September 22nd, 2001

Daria

A

(the Barenaked Ladies)

A is for angry, which is what you are at me
A is for adult, which is what I'll never be
A is for applesauce, my favorite meal
A is for Adam, which is how I sometimes feel;
Like I'm the only man on Earth, and I've forgotten what that's worth
A is for Arthur, he's a loveable drunk
A M & Azing, like Thelonius Monk
A is for argument, A is for apparent
A is for antagonism that's not even there and
it's just you begging for attention or something I won't even mention

Chorus:
And I don't even know why you keep on trying
Like I don't even know why I keep on lying
There are millions of people in worlds of their own
And two of them can't let go

A is for algebra, I learned it in school
A is what Fonzie said, 'cause he was very cool
A is for adversary, A is for affection
A is arousal, you are giving me an erection
C'mon I'm trying to show affection for longer than a half an hour

And I don't even know why you keep on trying
Like I don't even know why I keep on lying
There are millions of people in worlds of their own
And two of them can't let go

I met a woman I used to know
Long before you, long ago
All I could say, after hello
Was "are you still single?"

A is for attitude I can't help but wield
A is for arrogance; emotional shield
A is for acting, A is for abhorrently
A is for asshole, which is what I am, how rude of me.
I owe you an apology I'm sorry

And I don't even know why you keep on trying
Like I don't even know why I keep on lying
There are millions of people in worlds of their own
And two of them can't let go
Daria

Where I am today

Last night was a rough night. The drama level at Innovox was especially high, and I didn't deal well with it, especially considering that I was meeting someone new. For all the positive energy at Innovox, sometimes things go wrong. Just like for all that we're well-intentioned people, sometimes things go wrong.

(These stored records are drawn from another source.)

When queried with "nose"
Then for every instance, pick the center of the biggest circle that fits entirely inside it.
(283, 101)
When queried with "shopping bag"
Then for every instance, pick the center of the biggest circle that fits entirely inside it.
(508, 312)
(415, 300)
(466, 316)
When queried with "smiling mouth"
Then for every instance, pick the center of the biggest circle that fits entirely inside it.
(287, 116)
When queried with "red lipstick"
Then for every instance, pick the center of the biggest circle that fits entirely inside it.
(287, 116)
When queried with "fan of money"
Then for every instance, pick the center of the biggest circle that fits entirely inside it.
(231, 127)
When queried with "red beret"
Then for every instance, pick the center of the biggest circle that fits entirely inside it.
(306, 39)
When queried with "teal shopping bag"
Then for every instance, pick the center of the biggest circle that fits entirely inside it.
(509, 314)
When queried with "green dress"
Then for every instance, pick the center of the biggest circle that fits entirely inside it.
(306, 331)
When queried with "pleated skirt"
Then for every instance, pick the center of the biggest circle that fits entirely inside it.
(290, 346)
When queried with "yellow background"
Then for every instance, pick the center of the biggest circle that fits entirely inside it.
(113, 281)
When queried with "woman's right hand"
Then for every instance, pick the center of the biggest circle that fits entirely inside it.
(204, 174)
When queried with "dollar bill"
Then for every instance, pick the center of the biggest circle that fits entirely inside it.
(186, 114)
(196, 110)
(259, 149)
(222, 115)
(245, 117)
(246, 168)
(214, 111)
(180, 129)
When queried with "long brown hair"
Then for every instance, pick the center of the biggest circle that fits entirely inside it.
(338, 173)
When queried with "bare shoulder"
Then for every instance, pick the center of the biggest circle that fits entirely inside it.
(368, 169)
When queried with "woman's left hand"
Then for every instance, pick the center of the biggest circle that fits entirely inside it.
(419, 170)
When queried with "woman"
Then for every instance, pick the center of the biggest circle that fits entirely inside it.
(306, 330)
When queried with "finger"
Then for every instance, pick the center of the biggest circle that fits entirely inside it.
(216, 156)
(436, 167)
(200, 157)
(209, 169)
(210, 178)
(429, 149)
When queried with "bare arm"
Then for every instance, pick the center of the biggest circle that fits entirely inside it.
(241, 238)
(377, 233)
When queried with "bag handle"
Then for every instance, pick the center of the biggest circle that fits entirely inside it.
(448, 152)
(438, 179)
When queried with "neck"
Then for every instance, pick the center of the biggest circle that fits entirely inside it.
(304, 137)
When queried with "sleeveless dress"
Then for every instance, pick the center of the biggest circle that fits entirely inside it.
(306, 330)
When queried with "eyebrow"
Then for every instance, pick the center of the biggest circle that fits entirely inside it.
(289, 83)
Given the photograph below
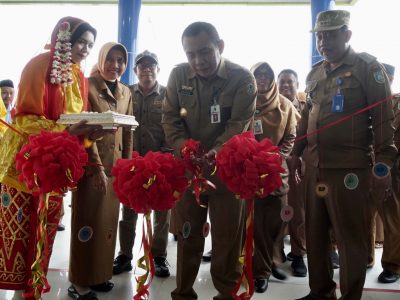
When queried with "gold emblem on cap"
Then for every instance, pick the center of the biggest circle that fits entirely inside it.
(321, 190)
(183, 112)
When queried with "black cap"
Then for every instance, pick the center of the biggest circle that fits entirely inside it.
(6, 83)
(389, 69)
(144, 54)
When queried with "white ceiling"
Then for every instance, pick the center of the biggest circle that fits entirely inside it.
(264, 2)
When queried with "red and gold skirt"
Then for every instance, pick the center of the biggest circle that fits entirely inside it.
(18, 222)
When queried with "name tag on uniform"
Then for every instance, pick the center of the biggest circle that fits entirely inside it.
(337, 103)
(257, 129)
(215, 114)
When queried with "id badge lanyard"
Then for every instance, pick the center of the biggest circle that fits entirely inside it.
(338, 99)
(215, 110)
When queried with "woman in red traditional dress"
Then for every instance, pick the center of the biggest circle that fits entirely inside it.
(51, 84)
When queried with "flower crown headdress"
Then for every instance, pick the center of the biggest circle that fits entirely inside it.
(61, 68)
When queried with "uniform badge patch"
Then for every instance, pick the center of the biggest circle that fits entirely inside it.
(321, 190)
(351, 181)
(379, 76)
(186, 90)
(251, 89)
(6, 199)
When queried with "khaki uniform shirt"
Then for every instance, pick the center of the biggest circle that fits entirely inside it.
(113, 145)
(396, 122)
(348, 143)
(149, 135)
(187, 109)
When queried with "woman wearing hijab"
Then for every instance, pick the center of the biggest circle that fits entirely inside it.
(95, 207)
(44, 94)
(276, 119)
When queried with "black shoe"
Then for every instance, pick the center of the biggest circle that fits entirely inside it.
(278, 273)
(122, 263)
(289, 257)
(308, 297)
(260, 285)
(388, 277)
(73, 293)
(207, 256)
(283, 256)
(298, 266)
(335, 259)
(161, 266)
(103, 287)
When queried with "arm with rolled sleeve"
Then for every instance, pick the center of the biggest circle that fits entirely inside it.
(382, 117)
(243, 109)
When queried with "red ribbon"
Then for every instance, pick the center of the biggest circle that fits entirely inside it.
(142, 291)
(247, 274)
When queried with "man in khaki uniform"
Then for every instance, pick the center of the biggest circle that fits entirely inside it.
(209, 99)
(288, 84)
(147, 97)
(389, 209)
(339, 180)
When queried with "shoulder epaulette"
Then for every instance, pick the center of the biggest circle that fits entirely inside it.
(368, 58)
(318, 63)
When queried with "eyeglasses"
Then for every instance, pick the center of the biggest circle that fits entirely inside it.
(146, 66)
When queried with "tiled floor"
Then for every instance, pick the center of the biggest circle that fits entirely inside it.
(292, 288)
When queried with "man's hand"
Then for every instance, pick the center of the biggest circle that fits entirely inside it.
(82, 128)
(381, 188)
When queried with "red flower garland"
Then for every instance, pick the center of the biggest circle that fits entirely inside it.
(250, 168)
(51, 162)
(155, 181)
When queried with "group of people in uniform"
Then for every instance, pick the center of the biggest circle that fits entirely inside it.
(338, 143)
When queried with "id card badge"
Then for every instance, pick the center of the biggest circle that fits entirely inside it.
(337, 103)
(257, 129)
(215, 114)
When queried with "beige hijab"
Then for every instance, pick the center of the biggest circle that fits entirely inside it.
(274, 111)
(99, 67)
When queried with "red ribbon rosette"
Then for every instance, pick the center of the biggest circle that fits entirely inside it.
(49, 162)
(192, 155)
(249, 169)
(153, 182)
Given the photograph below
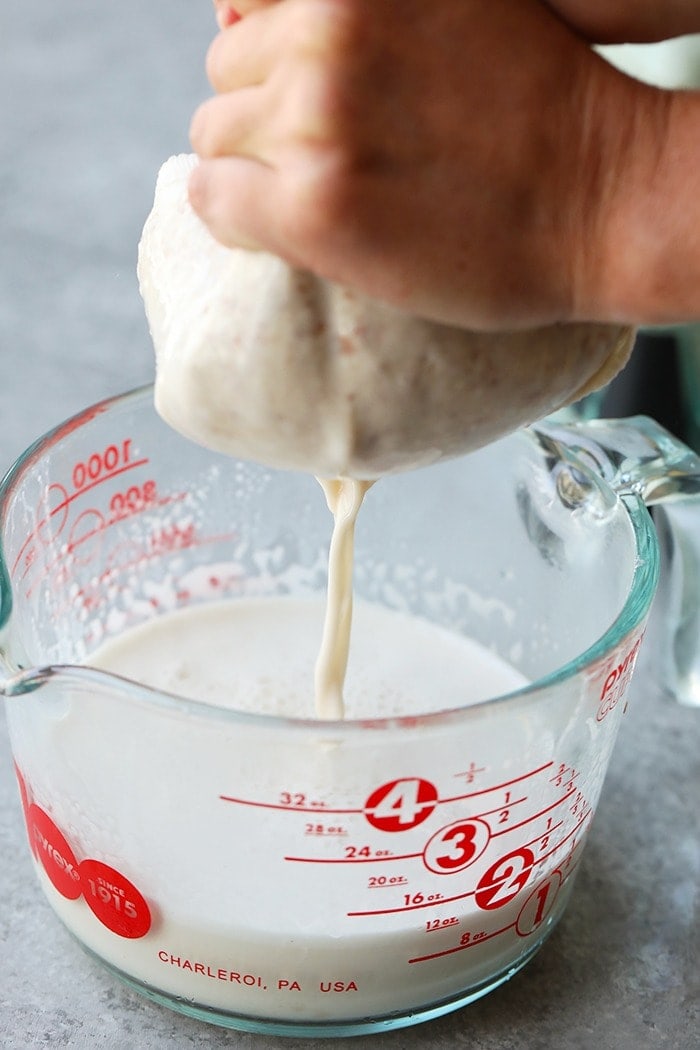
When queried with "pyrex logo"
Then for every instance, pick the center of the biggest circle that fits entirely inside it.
(617, 680)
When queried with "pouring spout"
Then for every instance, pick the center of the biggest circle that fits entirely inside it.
(638, 458)
(24, 681)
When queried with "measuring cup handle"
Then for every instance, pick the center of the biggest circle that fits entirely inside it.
(638, 457)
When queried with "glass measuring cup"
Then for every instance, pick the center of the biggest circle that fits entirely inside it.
(320, 878)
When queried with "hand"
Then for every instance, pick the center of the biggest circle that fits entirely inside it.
(470, 161)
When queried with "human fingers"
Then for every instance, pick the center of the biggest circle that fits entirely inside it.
(230, 125)
(235, 197)
(246, 54)
(228, 13)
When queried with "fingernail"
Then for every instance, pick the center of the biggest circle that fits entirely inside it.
(226, 17)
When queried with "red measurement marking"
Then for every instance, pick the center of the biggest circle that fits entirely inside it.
(536, 816)
(558, 845)
(288, 807)
(352, 860)
(68, 500)
(291, 807)
(462, 947)
(502, 786)
(411, 907)
(565, 773)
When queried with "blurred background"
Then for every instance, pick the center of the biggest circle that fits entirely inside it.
(92, 99)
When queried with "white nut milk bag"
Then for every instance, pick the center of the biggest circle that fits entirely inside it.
(270, 363)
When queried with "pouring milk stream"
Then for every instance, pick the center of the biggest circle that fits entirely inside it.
(268, 363)
(335, 874)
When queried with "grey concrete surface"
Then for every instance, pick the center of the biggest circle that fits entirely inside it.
(92, 98)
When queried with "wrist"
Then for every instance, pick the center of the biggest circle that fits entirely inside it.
(641, 260)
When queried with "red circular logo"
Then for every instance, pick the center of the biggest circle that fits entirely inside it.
(56, 856)
(115, 901)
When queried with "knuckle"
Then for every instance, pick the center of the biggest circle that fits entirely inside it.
(316, 203)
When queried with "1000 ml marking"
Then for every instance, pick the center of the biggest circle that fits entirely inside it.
(51, 515)
(99, 466)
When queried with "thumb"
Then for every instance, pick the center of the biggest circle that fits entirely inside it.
(229, 12)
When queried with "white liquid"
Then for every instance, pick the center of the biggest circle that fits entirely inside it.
(258, 655)
(254, 909)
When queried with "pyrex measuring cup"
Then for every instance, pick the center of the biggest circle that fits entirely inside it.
(302, 877)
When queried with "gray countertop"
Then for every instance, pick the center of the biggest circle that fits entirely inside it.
(93, 97)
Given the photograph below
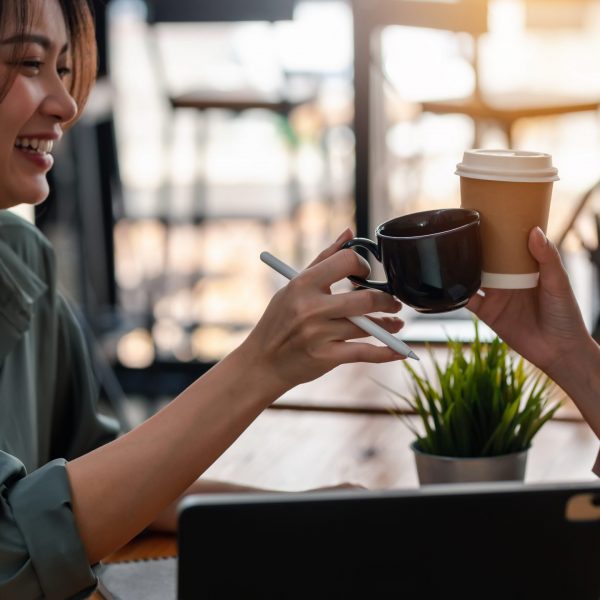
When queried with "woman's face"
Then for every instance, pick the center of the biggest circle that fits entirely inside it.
(36, 106)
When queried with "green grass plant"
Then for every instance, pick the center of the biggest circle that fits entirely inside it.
(484, 401)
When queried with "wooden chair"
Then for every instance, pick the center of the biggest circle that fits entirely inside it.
(244, 97)
(503, 110)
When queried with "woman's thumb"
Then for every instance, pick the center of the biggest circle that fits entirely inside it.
(552, 271)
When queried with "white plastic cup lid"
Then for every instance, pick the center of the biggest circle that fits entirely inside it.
(507, 165)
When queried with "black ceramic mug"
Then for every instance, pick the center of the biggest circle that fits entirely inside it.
(432, 259)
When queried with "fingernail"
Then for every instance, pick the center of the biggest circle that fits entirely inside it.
(342, 235)
(541, 234)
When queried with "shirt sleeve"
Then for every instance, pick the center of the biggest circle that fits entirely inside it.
(41, 553)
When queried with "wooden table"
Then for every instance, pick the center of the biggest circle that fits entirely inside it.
(290, 449)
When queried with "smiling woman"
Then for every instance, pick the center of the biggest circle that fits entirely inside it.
(59, 518)
(38, 76)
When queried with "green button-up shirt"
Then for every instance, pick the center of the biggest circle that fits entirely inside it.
(48, 415)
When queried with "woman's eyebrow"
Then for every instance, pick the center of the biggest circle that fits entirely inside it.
(32, 38)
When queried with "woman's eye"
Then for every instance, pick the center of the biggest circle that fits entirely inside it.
(32, 65)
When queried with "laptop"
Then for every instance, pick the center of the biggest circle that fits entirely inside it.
(485, 541)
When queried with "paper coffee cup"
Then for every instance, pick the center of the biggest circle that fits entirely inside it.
(511, 190)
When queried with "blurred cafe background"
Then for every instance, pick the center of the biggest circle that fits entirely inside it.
(221, 129)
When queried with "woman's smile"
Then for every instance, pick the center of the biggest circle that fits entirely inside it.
(36, 150)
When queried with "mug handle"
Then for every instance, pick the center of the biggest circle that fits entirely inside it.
(373, 248)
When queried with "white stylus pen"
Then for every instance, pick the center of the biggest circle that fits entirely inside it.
(363, 322)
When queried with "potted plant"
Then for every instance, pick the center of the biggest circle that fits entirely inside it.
(478, 414)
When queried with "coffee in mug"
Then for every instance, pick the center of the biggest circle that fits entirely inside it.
(511, 190)
(432, 259)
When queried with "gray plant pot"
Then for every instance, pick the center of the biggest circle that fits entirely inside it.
(447, 469)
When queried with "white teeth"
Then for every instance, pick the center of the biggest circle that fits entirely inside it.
(35, 145)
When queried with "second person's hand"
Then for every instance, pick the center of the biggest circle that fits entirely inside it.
(543, 324)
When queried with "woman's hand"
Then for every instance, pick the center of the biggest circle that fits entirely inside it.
(304, 331)
(543, 324)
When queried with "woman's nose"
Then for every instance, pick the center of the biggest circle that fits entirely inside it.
(59, 103)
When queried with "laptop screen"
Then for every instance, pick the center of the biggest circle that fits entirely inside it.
(504, 540)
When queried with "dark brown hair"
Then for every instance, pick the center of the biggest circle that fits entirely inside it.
(78, 15)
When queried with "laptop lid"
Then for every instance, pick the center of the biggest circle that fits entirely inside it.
(503, 540)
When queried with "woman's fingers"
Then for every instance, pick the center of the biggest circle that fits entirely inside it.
(337, 266)
(343, 329)
(352, 352)
(553, 277)
(360, 302)
(333, 248)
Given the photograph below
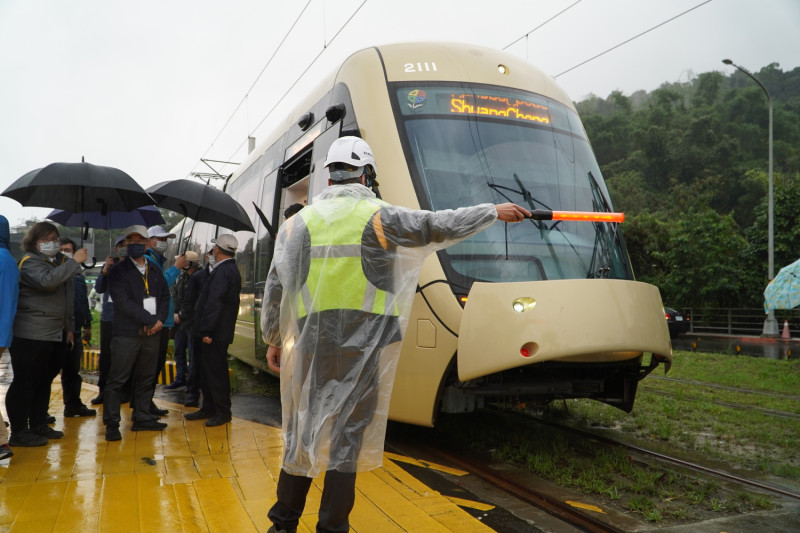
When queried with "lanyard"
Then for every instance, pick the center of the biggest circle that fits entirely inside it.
(144, 278)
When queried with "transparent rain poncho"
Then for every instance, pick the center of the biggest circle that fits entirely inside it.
(338, 364)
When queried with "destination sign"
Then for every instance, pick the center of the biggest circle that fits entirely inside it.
(498, 106)
(512, 105)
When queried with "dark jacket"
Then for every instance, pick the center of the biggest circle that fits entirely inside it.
(126, 286)
(101, 287)
(189, 298)
(218, 304)
(83, 316)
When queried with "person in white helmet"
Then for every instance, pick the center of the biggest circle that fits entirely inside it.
(338, 296)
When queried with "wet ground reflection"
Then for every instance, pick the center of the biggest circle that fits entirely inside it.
(738, 345)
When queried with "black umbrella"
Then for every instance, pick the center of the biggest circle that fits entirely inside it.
(145, 216)
(201, 203)
(79, 188)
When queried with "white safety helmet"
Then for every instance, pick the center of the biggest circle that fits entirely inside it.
(352, 151)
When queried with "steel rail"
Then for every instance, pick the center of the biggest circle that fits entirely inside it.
(540, 499)
(674, 460)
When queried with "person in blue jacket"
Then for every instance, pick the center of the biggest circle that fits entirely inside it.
(157, 243)
(141, 302)
(9, 288)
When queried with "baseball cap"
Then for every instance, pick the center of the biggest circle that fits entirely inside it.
(158, 231)
(227, 243)
(130, 230)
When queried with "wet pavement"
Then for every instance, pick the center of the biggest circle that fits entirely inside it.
(771, 348)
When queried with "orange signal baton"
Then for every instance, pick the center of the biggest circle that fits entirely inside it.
(580, 216)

Sometimes it's very hard for me to stay calm when someone says "It's okay," no matter how good the intentions behind those words are. I keep wanting to scream "It's NOT okay, and it hasn't been okay for a long time!!" I know folks think they're being supportive, but I think I'd just prefer the honesty. And right now the truth is that despite my best efforts, I'm not having much luck improving my life or my outlook on it. I mean, I know people get pissed at me for wallowing in my own melancholy (ooh, good phrase, must use it in class), but I really have been trying to make some changes in my life for the better. They just don't seem to be taking yet.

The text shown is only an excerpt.